One of the main Anti-Money Laundering strategies is the Know Your Customer Policy (KYC)
KYC Policy
"Know Your Customer" (KYC) is a set of guidelines designed for proper identification of an account holder or customer for the scrutiny or monitoring of large value cash transactions. It aims to prevent financial institutions from being used intentionally or unintentionally by criminal elements for committing financial frauds or for the transferring or depositing of funds derived from criminal activity.
The adoption of ''know your customer'' policy or procedures by Karim Money Exchange has proven extremely effective in detecting suspicious activity in a timely manner.
KYC Approach
Karim Money Exchange’s KYC policy is at the heart of the anti-money laundering measures adopted by the company. The Company strictly follows all the due diligence policies and procedures of Her Majesty’s Revenue and Customs(HMRC) to identify the principal before the transaction actually takes place.
The three main areas of the policy are aimed at are:
Ensuring that reasonable measures are taken to obtain information about the true identity of the persons on whose behalf a transaction is made.
There are record keeping procedures that are followed – all necessary records on transactions, both domestic or international are created and maintained for a specific period of time.
Special attention is given to all complex, unusual large transactions.
Contents of KYC
The policy framework of Karim Money Exchange is intended to regulate the operations so as to ensure the flow of only legal money through the remittance channels.
We aim to :
Determine the true identification of each customer seeking to conduct a transaction.

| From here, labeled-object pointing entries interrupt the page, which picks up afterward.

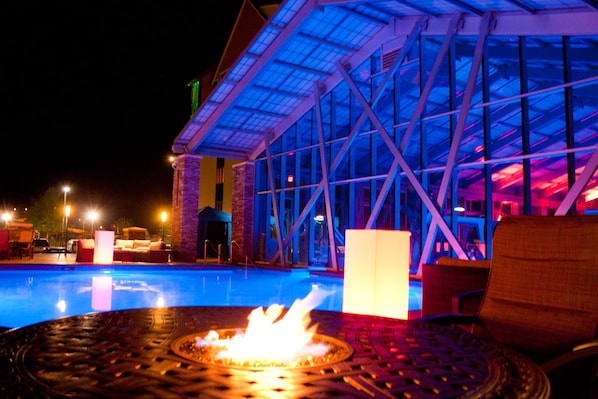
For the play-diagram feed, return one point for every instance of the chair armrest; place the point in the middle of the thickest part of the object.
(458, 300)
(448, 319)
(587, 349)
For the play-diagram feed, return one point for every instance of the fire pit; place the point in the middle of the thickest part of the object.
(187, 347)
(129, 353)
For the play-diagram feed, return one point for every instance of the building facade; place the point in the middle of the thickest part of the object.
(347, 115)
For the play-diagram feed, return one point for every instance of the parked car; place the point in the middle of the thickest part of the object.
(40, 245)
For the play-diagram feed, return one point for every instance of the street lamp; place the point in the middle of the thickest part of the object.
(65, 190)
(6, 217)
(92, 216)
(67, 213)
(163, 217)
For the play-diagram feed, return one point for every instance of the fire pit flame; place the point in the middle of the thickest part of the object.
(271, 339)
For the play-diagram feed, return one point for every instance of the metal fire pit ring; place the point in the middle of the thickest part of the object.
(187, 348)
(128, 353)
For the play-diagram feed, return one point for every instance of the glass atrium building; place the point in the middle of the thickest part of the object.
(435, 117)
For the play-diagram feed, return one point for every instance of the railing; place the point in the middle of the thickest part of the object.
(247, 259)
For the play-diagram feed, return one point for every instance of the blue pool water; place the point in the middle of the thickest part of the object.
(31, 296)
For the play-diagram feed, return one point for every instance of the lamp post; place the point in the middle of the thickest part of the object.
(92, 215)
(163, 217)
(65, 190)
(67, 213)
(6, 217)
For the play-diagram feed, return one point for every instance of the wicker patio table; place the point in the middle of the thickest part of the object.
(127, 354)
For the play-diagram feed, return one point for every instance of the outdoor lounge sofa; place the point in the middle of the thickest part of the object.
(140, 251)
(127, 251)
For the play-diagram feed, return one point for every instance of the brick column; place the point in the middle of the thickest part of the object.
(243, 199)
(185, 205)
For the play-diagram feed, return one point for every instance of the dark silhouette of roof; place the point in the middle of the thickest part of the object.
(209, 214)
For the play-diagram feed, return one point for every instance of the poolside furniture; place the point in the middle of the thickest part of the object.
(542, 297)
(140, 250)
(130, 354)
(85, 250)
(126, 251)
(449, 277)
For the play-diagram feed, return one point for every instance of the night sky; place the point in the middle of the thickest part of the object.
(94, 93)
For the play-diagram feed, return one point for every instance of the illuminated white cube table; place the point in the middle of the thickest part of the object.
(376, 280)
(104, 247)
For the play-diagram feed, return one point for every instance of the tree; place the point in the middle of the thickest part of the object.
(46, 212)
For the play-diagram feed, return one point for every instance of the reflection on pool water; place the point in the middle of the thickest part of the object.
(29, 296)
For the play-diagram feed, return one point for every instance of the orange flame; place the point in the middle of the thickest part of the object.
(270, 339)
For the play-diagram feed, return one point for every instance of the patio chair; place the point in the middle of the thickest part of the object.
(542, 297)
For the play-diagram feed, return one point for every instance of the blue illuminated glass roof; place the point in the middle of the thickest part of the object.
(271, 84)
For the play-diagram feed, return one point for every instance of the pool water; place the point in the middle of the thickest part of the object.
(32, 296)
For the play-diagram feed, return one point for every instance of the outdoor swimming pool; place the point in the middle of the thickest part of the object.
(31, 295)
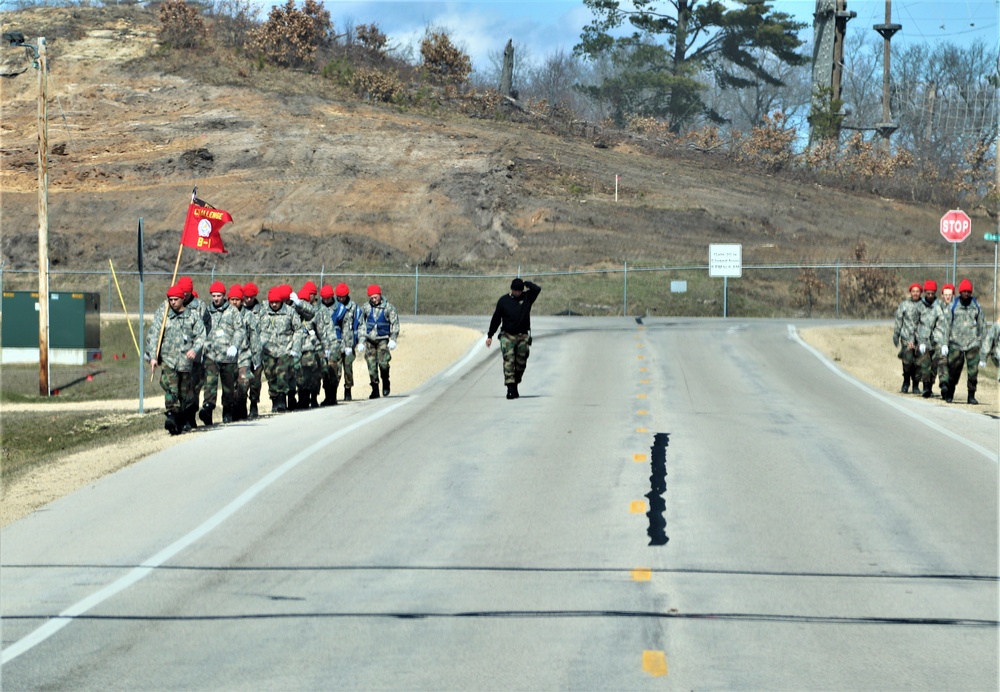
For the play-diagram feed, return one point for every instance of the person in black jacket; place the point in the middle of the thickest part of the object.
(513, 317)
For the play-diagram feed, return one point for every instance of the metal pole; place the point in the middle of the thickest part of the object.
(142, 331)
(625, 305)
(43, 222)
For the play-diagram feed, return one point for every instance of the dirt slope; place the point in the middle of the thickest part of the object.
(314, 177)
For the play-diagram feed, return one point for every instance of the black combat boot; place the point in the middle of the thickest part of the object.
(205, 414)
(170, 424)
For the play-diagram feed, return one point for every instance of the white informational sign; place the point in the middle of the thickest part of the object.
(725, 261)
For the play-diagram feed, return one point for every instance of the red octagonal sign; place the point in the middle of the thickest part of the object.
(956, 226)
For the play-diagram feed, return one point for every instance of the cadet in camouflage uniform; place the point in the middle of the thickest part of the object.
(309, 374)
(252, 310)
(967, 329)
(331, 312)
(182, 345)
(512, 316)
(932, 341)
(904, 337)
(225, 337)
(195, 305)
(350, 335)
(281, 343)
(378, 330)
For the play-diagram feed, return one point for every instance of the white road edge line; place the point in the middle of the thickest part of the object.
(793, 334)
(135, 575)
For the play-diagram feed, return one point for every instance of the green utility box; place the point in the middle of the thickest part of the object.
(74, 327)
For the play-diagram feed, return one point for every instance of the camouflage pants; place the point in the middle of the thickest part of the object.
(971, 361)
(227, 372)
(930, 363)
(515, 350)
(280, 374)
(310, 372)
(179, 392)
(254, 381)
(347, 368)
(909, 358)
(377, 356)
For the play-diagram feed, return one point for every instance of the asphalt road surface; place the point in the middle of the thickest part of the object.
(689, 504)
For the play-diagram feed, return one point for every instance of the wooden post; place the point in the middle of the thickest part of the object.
(43, 222)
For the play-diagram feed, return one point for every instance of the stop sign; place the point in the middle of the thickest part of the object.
(956, 226)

Be aware of any unusual transaction activity in order to prevent the creation of fictitious accounts.
Implement all regulatory and internal procedures properly
We try to focus on the following key areas in maintaining the KYC policy:
Karim Money Exchange will focus on correctly profiling the customer in the Remittance application forms by obtaining and recording the following evidence of identification:
Name of the Customer by photographic evidence:
Driving Licence
Passport
Government issued identity card
Permanent Address:
Utility bills such as: Water rates, telephone, gas, electricity or Council Tax bills.
Communications from Government departments such as: Letters from the Inland Revenue, the DSS, Department of Works & Pensions showing name and address. (any evidence for address must be less than 3 months old)
In the case of larger transactions further evidence of permanent address and evidence of income is required.
Record Retention
Our existing policy includes procedures for creating and maintaining a record of information that includes all the identification evidence for a customer.
Monitoring
There will be regular reviews of transaction records to ensure that procedures are being followed and to identify any trends in activity.